The effects of temperature on the swelling properties of smectites are important for a variety of different geological conditions, but studies on this topic have been rather limited. The purpose of this study was to investigate the swelling behavior of Na- and Ca-montmorillonite at various temperatures greater than room temperature, up to 150°C, using in situ X-ray diffraction (XRD) analysis. A sample chamber was designed, the temperature and humidity of which were controlled precisely, for environmental in situ measurements. The XRD measurements were performed at small relative humidity (RH) intervals for precise observation of the swelling behavior.

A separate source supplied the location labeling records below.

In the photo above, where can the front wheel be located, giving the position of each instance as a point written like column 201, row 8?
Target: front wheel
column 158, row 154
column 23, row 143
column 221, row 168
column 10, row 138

The swelling behavior of Na-montmorillonite showed distinct zero-, one-, and two-layer hydration states. The basal spacings of Na-montmorillonite changed continuously with RH for various temperatures in the transition region between the zero- and one-layer hydration states, and the swelling curves of the transition region moved to greater degrees of RH with increasing temperature. The basal spacings jumped from the one- to two-layer hydration states for all temperatures at almost the same RH.

The basal spacings of Ca-montmorillonite changed continuously from the zero- to the two-layer hydration states at all temperatures. This behavior is remarkably different from that of Na-montmorillonite. At low-RH conditions, the d001 value of Ca-montmorillonite decreased with increasing temperature. The swelling curves of Ca-montmorillonite did not show a plateau at any temperature for the one-layer hydration state. The swelling curves of Ca-montmorillonite moved to greater RH with temperature, similar to the transformation region between the zero- and one-layer hydration states in Na-montmorillonite. These differences between Na- and Ca-montmorillonite are related to the hydration powers of exchangeable cations.